53.BÖLÜM ZİNDAN

Začít od začátku
                                    

     Ben, "Durun yapmayın babamı rahat bırakın!" diye bağırdım ama faydası olmadı. Tam tersine bu olanlar için beni de suçladılar. "İşte" diyorlardı, "Bu o, bize iftira eden Kraliçe Karamel'in zalim kardeşi! O da cezalandırılmalı." Hepsi bir ağızdan avaz avaz bağırıyorlardı. Zümrüdüanka'mızı kirletmişlerdi.Kuş cıvıltılarının yerini kana susamış cadı sesleri almış bir türlü doymak bilmeyen bir intikam duygusu ile hareket ediyorlardı. "İntikam,intikam Kraliçe Karamel için intikam!" diyen kin dolu sözleri kulaklarımda çınlıyordu. Kraliçe Gece, "Evet" dedi. "Kral Altın Asalı Ejder huzurlarımda.Ancak biri eksik, haklısınız kardeşlerim. Hani kraliçeniz hani nerede?" diye bağırdı! Hepsi hep bir ağızdan "Karamel" diye bağırıyorlardı. "Kraliçe Karamel" diye... Cadılar kraliçesi Gece, elini yukarıya kaldırarak, "Evet" dedi" Kraliçeniz Karamel, ancak Zümrüdüanka'ya kraliçe olarak tanıtılan bir hain var aramızda. Sizlerin de intikam istediği bir hain bu!" dedi öfkeli gözlerini gözlerime dikerek. Ben yutkunarak akıbetimi merak ediyordum. Bu kadın babama ne yaptıysa bana da aynısını yapacaktı. Zaten kendilerine bir kraliçe de belirlemişlerdi. Ben şu anda onların nazarında fazlalıktım.Beni ortadan kaldırmalarından daha ağır olanı attıkları iftiraydı. Hain diye yargılamalarıydı. Bu ruhuma çok dokunuyordu.

     Kraliçe Gece, "Sevgili yandaşlarım şimdi bu zavallı peri varisçiğini ne yapalım?" diye bağırdı öfkeli sesi ile. Hepsi hep bir ağızdan, "İntikam!" diye bağırıyorlardı. Anlamıştım.
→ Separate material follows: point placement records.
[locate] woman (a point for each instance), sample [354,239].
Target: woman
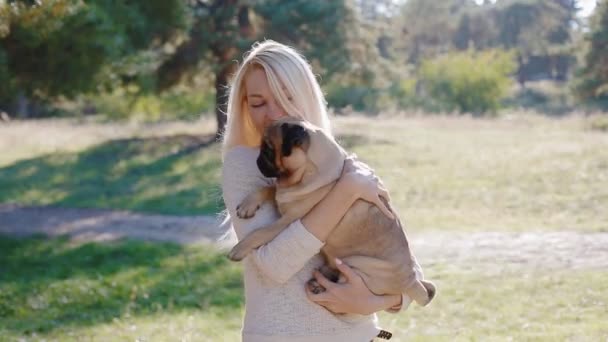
[274,81]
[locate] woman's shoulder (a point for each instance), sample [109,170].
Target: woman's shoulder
[241,155]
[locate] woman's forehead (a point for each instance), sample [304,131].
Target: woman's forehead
[256,83]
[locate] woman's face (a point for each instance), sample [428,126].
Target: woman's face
[263,107]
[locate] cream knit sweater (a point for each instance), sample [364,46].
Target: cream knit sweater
[276,306]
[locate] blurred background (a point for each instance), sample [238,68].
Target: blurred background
[486,119]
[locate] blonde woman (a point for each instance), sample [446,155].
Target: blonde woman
[273,81]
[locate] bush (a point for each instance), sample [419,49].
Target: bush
[128,103]
[474,82]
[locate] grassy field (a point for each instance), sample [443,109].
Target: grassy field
[445,173]
[128,291]
[520,173]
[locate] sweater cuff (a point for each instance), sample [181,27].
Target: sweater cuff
[405,303]
[305,239]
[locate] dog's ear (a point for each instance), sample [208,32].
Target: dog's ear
[293,135]
[266,160]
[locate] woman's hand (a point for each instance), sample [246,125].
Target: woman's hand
[360,179]
[350,295]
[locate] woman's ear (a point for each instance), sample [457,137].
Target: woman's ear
[294,135]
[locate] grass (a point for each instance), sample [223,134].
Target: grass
[170,175]
[54,291]
[514,173]
[510,174]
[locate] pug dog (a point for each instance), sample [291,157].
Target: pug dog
[306,163]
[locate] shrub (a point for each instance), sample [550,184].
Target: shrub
[468,81]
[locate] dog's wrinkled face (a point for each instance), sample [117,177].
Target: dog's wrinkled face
[283,149]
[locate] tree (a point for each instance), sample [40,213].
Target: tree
[59,47]
[223,30]
[593,83]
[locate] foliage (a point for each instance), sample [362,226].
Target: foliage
[468,81]
[127,102]
[593,79]
[59,47]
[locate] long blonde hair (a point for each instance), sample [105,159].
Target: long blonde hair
[287,72]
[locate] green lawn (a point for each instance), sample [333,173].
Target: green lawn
[444,173]
[448,173]
[160,292]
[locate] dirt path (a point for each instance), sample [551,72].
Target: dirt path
[493,251]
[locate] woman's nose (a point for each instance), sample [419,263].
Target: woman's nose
[275,111]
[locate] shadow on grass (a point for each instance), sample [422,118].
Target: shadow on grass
[47,284]
[350,141]
[170,175]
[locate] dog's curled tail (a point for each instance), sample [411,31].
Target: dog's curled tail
[422,292]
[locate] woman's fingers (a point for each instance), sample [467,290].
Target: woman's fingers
[326,283]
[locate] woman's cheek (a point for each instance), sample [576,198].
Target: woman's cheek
[257,117]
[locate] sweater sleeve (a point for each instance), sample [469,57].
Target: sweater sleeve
[287,253]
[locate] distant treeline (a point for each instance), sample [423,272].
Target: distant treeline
[175,57]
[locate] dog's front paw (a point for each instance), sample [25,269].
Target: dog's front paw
[247,208]
[314,286]
[238,252]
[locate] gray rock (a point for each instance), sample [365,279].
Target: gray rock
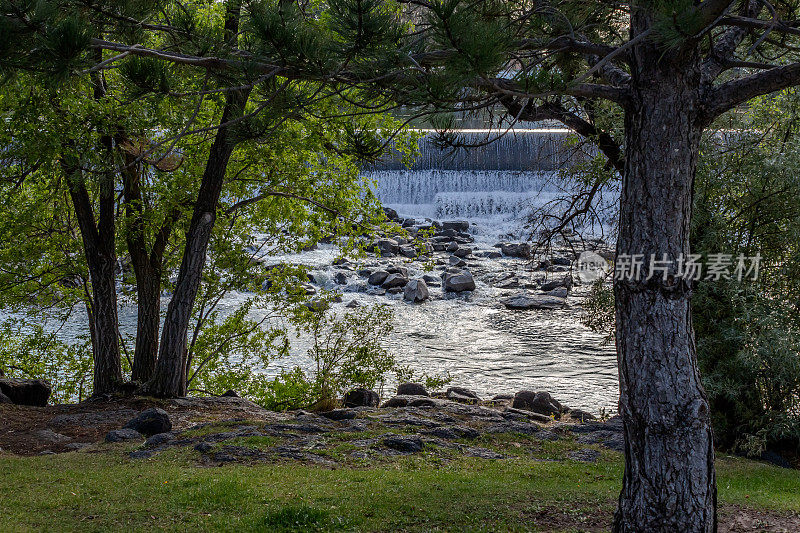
[565,281]
[456,225]
[460,282]
[159,438]
[482,453]
[361,398]
[394,280]
[391,214]
[583,416]
[516,249]
[340,414]
[524,301]
[586,455]
[404,444]
[456,261]
[412,389]
[558,292]
[455,432]
[203,447]
[48,435]
[119,435]
[142,454]
[462,395]
[32,392]
[377,277]
[386,246]
[538,402]
[416,290]
[151,422]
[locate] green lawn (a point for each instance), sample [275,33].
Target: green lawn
[107,491]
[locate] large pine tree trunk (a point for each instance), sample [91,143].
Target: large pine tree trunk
[669,480]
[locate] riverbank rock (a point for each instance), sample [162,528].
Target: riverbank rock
[565,281]
[519,249]
[525,301]
[416,290]
[151,422]
[386,247]
[361,398]
[394,281]
[538,402]
[31,392]
[457,225]
[412,389]
[120,435]
[377,277]
[460,282]
[462,395]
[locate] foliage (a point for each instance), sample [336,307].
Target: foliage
[346,353]
[29,351]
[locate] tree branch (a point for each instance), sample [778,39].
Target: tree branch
[728,95]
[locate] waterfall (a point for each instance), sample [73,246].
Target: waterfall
[497,183]
[522,150]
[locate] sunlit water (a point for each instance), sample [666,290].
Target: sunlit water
[474,339]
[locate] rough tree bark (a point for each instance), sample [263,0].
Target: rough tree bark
[100,253]
[669,480]
[169,379]
[147,268]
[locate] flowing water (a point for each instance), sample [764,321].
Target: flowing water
[482,345]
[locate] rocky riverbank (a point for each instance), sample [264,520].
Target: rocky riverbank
[441,259]
[231,429]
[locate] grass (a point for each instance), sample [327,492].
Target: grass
[105,491]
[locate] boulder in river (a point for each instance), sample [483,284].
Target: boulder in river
[391,214]
[516,249]
[412,389]
[32,392]
[408,250]
[558,292]
[457,225]
[377,277]
[525,301]
[565,281]
[361,398]
[416,290]
[538,402]
[461,395]
[386,246]
[394,280]
[460,282]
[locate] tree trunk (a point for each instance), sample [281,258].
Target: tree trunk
[148,320]
[98,246]
[169,378]
[669,480]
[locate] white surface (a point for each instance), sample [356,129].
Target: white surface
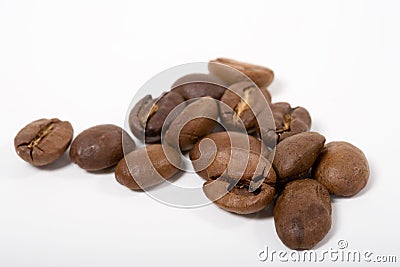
[82,61]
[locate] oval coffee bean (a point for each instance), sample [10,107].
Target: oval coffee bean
[199,85]
[147,166]
[262,76]
[241,104]
[100,147]
[296,154]
[302,214]
[43,141]
[244,186]
[204,151]
[148,115]
[195,121]
[342,168]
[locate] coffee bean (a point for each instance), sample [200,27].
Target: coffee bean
[342,168]
[288,121]
[195,121]
[302,214]
[147,166]
[241,104]
[199,85]
[296,154]
[204,151]
[222,67]
[246,181]
[100,147]
[148,116]
[43,141]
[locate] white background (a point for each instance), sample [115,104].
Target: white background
[83,61]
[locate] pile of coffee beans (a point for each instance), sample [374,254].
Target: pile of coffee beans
[250,151]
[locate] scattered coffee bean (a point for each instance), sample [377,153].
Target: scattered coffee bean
[147,166]
[295,155]
[43,141]
[222,67]
[195,121]
[241,105]
[199,85]
[148,116]
[302,214]
[100,147]
[342,168]
[246,181]
[204,151]
[288,121]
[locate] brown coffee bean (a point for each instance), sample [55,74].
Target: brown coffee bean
[221,67]
[204,151]
[296,154]
[43,141]
[241,104]
[342,168]
[302,214]
[288,121]
[100,147]
[148,115]
[195,121]
[147,166]
[246,181]
[199,85]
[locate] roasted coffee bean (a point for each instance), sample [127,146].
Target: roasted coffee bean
[199,85]
[302,214]
[148,116]
[288,121]
[246,181]
[147,166]
[204,151]
[43,141]
[221,67]
[100,147]
[296,154]
[195,121]
[241,104]
[342,168]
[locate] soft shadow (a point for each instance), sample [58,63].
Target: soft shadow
[61,162]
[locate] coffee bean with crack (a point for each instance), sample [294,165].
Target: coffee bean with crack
[302,214]
[295,155]
[233,71]
[196,120]
[240,181]
[342,168]
[199,85]
[204,151]
[148,116]
[43,141]
[241,104]
[100,147]
[288,121]
[147,166]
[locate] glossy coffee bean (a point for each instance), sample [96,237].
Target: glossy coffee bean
[246,181]
[296,154]
[100,147]
[240,105]
[302,214]
[342,168]
[222,67]
[204,151]
[196,120]
[148,116]
[147,166]
[43,141]
[199,85]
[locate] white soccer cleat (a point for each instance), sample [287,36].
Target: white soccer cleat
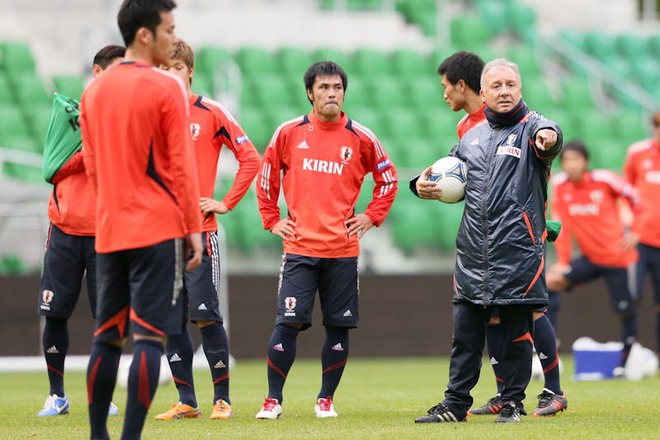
[270,410]
[324,408]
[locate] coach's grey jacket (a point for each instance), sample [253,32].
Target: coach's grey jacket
[501,240]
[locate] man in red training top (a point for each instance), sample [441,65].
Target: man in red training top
[211,127]
[69,255]
[642,170]
[586,203]
[320,159]
[138,156]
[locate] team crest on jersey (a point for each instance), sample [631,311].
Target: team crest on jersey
[596,196]
[290,305]
[194,130]
[47,296]
[346,154]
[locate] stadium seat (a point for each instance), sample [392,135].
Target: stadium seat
[209,57]
[12,120]
[6,95]
[294,61]
[69,85]
[16,58]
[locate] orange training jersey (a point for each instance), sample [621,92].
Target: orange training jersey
[211,127]
[322,166]
[72,204]
[138,156]
[589,212]
[470,121]
[642,170]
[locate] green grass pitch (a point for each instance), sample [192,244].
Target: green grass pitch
[377,399]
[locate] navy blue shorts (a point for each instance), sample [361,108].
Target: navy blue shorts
[336,280]
[648,264]
[617,280]
[200,286]
[67,259]
[141,287]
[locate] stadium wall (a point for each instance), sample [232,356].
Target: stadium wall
[400,316]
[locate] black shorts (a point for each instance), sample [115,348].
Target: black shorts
[141,286]
[648,264]
[67,259]
[617,280]
[336,280]
[201,285]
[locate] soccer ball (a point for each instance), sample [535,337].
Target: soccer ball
[449,174]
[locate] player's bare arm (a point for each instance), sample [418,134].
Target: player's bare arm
[545,139]
[194,245]
[285,228]
[359,224]
[426,188]
[209,206]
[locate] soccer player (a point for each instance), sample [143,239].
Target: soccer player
[211,127]
[69,255]
[500,243]
[322,158]
[139,159]
[586,202]
[461,74]
[642,170]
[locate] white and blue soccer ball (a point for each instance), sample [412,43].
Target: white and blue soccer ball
[450,175]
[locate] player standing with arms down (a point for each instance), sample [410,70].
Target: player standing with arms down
[69,255]
[642,170]
[211,127]
[586,203]
[322,158]
[501,242]
[138,157]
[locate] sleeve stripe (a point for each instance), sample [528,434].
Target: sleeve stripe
[379,149]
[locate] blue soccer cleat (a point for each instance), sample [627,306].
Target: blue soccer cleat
[54,406]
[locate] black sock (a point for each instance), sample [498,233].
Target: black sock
[55,340]
[216,349]
[281,354]
[333,359]
[101,379]
[495,344]
[179,356]
[545,342]
[142,384]
[628,335]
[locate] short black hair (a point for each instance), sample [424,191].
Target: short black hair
[465,66]
[107,55]
[324,68]
[577,146]
[136,14]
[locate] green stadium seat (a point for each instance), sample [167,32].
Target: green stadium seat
[408,62]
[208,58]
[255,62]
[12,120]
[6,95]
[69,85]
[30,90]
[16,58]
[370,61]
[294,61]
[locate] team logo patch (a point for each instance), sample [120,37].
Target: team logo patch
[195,129]
[346,154]
[290,305]
[383,164]
[47,296]
[509,151]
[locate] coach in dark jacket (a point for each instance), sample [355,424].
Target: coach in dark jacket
[500,243]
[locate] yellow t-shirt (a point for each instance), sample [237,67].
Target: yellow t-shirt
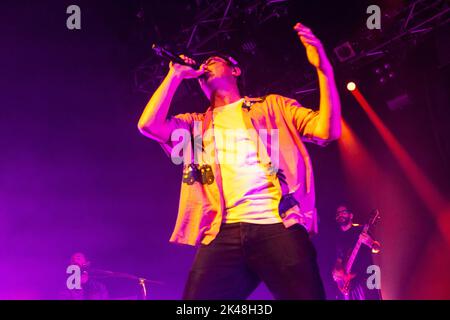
[249,195]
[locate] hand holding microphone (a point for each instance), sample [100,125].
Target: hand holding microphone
[182,66]
[187,71]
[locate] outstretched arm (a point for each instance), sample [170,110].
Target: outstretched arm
[329,123]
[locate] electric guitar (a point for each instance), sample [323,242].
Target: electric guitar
[344,282]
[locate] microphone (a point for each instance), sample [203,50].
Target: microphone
[167,55]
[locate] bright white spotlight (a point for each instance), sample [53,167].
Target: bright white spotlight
[351,86]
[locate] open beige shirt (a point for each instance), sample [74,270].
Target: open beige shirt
[201,206]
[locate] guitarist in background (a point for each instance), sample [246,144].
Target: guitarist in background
[347,237]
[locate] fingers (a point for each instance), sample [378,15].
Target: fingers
[306,35]
[187,59]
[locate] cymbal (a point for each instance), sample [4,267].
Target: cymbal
[112,274]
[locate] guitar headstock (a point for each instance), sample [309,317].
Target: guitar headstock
[374,217]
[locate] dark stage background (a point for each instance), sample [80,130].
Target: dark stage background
[76,175]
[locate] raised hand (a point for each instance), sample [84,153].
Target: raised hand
[186,72]
[314,49]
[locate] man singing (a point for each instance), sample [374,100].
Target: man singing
[250,217]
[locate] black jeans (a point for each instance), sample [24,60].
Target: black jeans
[243,254]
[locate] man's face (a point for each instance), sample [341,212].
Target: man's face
[218,73]
[343,216]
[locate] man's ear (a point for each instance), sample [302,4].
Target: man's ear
[236,71]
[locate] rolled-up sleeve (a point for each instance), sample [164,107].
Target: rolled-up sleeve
[180,129]
[304,119]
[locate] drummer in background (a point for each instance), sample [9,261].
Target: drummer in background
[90,289]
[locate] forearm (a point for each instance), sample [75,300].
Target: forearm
[329,123]
[153,119]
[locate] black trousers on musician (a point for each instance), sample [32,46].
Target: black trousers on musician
[243,254]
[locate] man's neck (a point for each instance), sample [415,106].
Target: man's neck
[346,227]
[222,97]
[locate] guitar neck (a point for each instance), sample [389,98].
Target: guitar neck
[351,259]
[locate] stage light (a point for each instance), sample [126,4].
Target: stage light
[351,86]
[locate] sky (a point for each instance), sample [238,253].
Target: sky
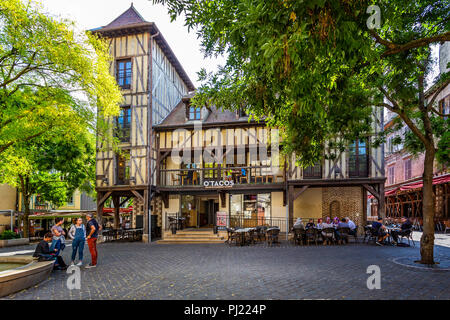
[89,14]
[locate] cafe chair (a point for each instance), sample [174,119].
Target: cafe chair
[272,236]
[328,235]
[311,235]
[408,235]
[231,236]
[299,235]
[259,179]
[175,179]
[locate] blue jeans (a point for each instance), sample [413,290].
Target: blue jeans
[78,244]
[56,244]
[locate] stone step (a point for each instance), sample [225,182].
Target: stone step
[177,236]
[189,241]
[194,235]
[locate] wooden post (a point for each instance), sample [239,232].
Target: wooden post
[146,233]
[291,207]
[381,202]
[100,208]
[116,202]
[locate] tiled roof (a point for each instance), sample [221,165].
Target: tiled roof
[216,116]
[131,22]
[131,16]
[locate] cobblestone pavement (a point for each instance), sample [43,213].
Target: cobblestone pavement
[216,271]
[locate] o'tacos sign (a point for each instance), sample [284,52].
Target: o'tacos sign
[220,183]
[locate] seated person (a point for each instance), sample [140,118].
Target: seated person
[299,224]
[342,224]
[43,252]
[404,229]
[327,224]
[351,225]
[380,230]
[319,224]
[310,224]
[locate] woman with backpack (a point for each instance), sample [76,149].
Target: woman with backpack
[78,233]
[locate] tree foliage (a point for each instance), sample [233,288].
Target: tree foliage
[318,68]
[50,75]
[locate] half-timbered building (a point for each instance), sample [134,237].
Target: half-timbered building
[152,82]
[219,168]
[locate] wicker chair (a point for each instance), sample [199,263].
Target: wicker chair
[260,233]
[299,235]
[370,234]
[272,236]
[311,235]
[231,236]
[408,235]
[343,234]
[328,235]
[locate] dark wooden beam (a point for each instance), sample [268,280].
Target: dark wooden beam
[372,191]
[138,195]
[223,200]
[299,192]
[104,198]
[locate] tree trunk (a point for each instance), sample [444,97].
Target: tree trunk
[26,222]
[427,240]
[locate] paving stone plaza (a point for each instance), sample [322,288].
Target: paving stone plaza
[216,271]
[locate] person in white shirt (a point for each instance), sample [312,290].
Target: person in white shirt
[299,224]
[351,224]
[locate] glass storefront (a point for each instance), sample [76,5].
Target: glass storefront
[251,208]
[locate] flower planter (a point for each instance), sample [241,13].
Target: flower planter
[14,242]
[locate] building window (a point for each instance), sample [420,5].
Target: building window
[123,124]
[194,113]
[124,71]
[70,200]
[358,159]
[407,164]
[123,168]
[313,172]
[254,208]
[444,107]
[391,175]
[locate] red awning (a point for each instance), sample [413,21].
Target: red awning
[122,210]
[415,185]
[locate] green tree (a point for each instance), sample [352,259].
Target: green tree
[46,64]
[51,168]
[318,68]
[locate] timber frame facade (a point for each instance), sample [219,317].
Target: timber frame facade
[254,188]
[152,82]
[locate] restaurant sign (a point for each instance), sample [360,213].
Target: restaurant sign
[215,183]
[221,220]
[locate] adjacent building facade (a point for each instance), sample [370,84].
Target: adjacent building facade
[404,171]
[152,82]
[212,167]
[217,166]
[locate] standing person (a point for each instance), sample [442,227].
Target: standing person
[43,252]
[404,229]
[92,230]
[382,234]
[59,241]
[78,234]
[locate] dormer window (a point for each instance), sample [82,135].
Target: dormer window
[124,71]
[242,113]
[194,113]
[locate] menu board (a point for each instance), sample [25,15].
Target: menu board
[221,220]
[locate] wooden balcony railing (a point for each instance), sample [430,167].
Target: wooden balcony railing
[202,176]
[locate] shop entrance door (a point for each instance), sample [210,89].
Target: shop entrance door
[208,208]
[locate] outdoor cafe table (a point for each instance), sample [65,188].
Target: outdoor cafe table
[389,229]
[241,233]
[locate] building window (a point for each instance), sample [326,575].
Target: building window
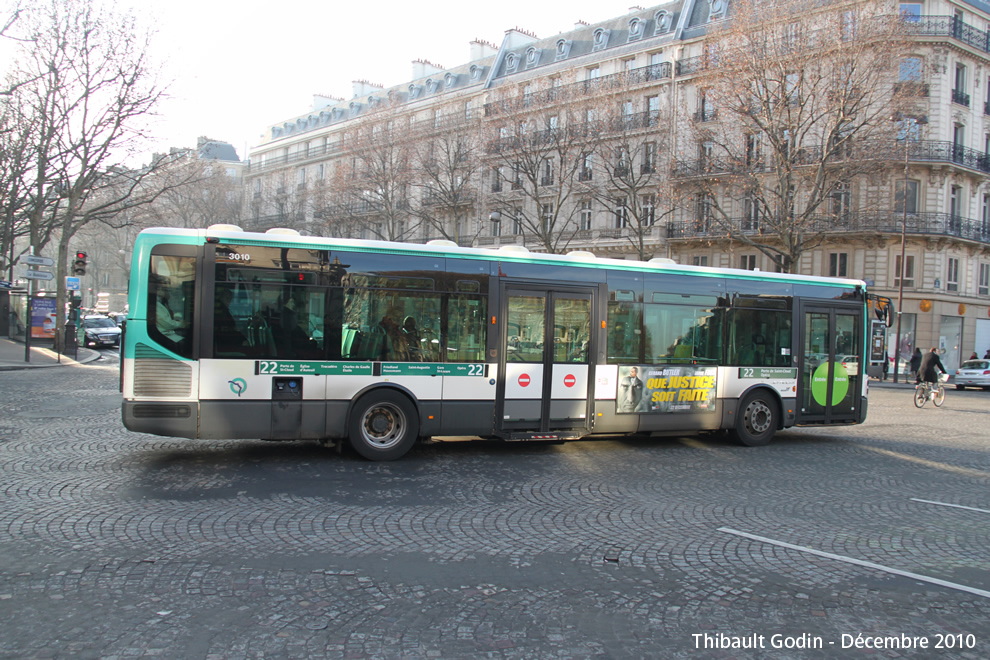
[908,271]
[649,164]
[839,203]
[753,154]
[912,196]
[584,220]
[751,213]
[959,94]
[849,19]
[955,208]
[621,213]
[952,276]
[546,176]
[652,110]
[837,264]
[911,11]
[587,168]
[648,204]
[702,213]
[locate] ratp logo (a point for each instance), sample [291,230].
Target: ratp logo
[238,386]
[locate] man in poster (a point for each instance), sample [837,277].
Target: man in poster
[630,391]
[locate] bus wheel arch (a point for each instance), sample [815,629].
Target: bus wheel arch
[758,417]
[383,424]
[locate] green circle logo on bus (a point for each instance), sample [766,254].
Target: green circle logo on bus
[819,384]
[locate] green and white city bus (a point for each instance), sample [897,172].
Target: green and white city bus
[283,337]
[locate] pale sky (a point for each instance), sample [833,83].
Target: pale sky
[238,67]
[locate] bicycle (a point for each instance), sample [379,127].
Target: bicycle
[934,391]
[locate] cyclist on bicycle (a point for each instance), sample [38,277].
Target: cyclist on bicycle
[927,371]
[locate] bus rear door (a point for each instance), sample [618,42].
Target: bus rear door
[830,364]
[545,385]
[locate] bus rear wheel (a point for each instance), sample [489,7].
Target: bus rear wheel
[757,420]
[383,426]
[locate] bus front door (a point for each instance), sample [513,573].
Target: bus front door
[545,387]
[829,365]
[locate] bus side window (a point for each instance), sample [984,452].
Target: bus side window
[171,302]
[625,323]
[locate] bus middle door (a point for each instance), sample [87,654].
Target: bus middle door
[546,388]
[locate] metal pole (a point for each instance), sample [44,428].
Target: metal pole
[900,279]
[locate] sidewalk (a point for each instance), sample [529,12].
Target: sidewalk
[12,356]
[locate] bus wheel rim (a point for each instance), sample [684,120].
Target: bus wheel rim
[759,417]
[383,426]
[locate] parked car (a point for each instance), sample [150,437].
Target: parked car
[100,330]
[972,373]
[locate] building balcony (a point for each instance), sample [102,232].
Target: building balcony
[960,97]
[918,224]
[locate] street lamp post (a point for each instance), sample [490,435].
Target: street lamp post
[905,125]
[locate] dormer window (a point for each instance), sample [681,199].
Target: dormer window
[600,39]
[663,21]
[636,29]
[533,57]
[717,10]
[511,62]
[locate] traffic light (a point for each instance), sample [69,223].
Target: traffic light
[79,264]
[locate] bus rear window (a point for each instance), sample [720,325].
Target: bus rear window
[171,301]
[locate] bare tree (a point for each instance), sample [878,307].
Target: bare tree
[536,163]
[92,86]
[629,171]
[371,187]
[792,104]
[447,160]
[16,139]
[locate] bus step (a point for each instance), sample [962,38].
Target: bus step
[538,437]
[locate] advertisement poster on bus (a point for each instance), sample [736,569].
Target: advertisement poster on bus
[668,388]
[43,318]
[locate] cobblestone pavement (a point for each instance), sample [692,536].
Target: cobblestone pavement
[121,545]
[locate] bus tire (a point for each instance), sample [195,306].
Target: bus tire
[383,425]
[756,421]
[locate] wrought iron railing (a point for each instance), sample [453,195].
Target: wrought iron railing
[892,222]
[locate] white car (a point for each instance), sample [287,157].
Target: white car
[99,331]
[973,373]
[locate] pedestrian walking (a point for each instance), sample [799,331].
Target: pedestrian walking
[929,364]
[916,362]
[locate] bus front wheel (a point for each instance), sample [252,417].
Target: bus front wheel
[756,421]
[383,426]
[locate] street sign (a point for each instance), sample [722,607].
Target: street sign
[32,260]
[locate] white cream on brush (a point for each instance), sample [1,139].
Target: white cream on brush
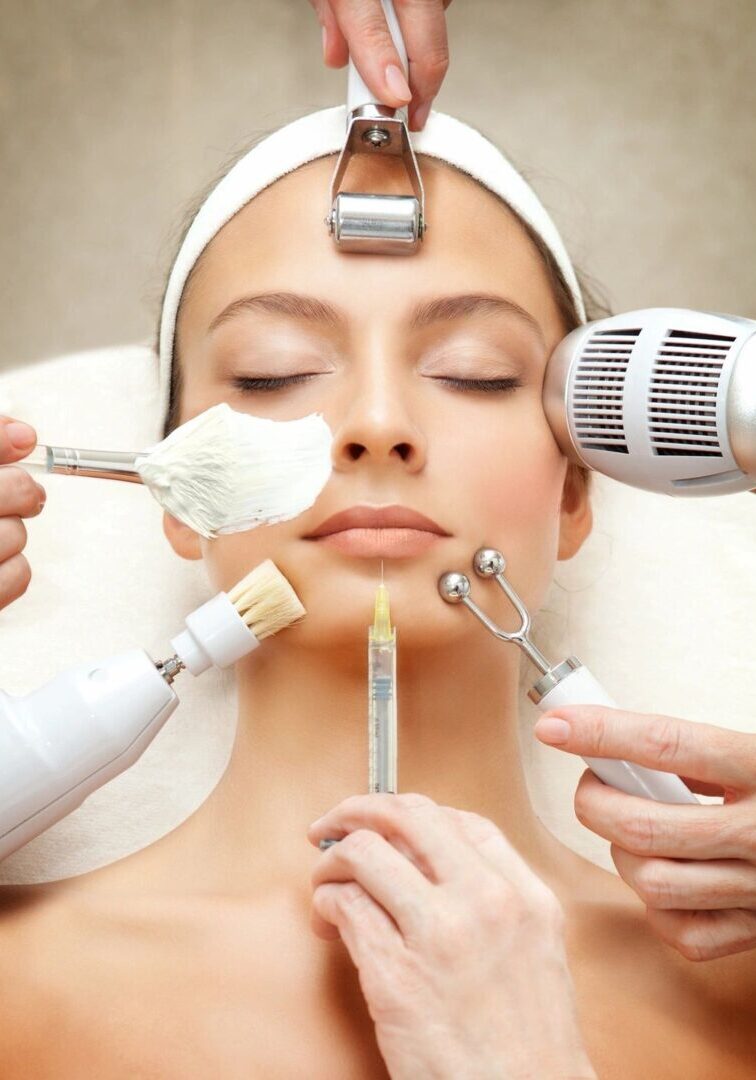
[227,472]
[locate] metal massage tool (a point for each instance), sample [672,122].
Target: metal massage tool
[568,683]
[377,224]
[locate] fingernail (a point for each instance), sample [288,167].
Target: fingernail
[552,729]
[396,82]
[421,115]
[21,434]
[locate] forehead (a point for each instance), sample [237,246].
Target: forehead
[280,242]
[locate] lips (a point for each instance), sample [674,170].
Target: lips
[379,532]
[377,517]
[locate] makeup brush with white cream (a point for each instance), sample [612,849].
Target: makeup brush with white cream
[220,472]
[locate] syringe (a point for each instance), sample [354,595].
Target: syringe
[381,697]
[381,701]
Babamın da benim de son günümdü bugün. Ama ben kendimi savunmaya kararlıydım. "Seni yalancı" diye bağırdım. "Seninle yandaşlarını Kara Güneş Gölü'nde konuşurken duydum. Asıl siz Zümrüdüanka'yı yerle bir ettiniz. Ama yanınıza kalmayacak. Bir gün cezanızı bulacaksınız!" diye bağırdım var gücümle. Sonumun geldiğini bilmek beni daha da cesaretlendirmişti. Ne olabilirdi ki en fazla? Zaten öldürülecektim. Kraliçe Gece, "Küstah sen benimle nasıl böyle konuşursun! Neyse seni daha fazla dillendirmeyelim. Bir an önce kıymetsiz canını gönderelim" dedi hırıltılı bir sesle. Sonra sesini birden arttırarak, "Nöbetçiler, yakalayın şu peri ucubeyi,infazını emrediyorum!" diye bağırdı. İki iri emegen yanıma yaklaştı. Bu ikisi o kadar iğrençtiler ki,ikisi de iri, ter kokulu,kirlerinden kafalarında sinekler uçuşan, tek gözlü ve burunlarındaki sümükleri ağızlarına değen çirkin yaratıklardı. Göbeklerini açık bırakan kirli atletleri,bacaklarında da yırtık pantolonları vardı. İkisi de leş gibi kokan kokuları ile koluma girdiler. Ben üzüntü ve korku ile, "Cezanı bulacaksın! Bir gün cezanı bulacaksın" diye bağırıyordum. Ama kalbim yerinden çıkacak kadar derin bir korku ile doluydum. Nereye götürülüyordum şimdi böyle? Başıma ne gelecekti merak ediyordum.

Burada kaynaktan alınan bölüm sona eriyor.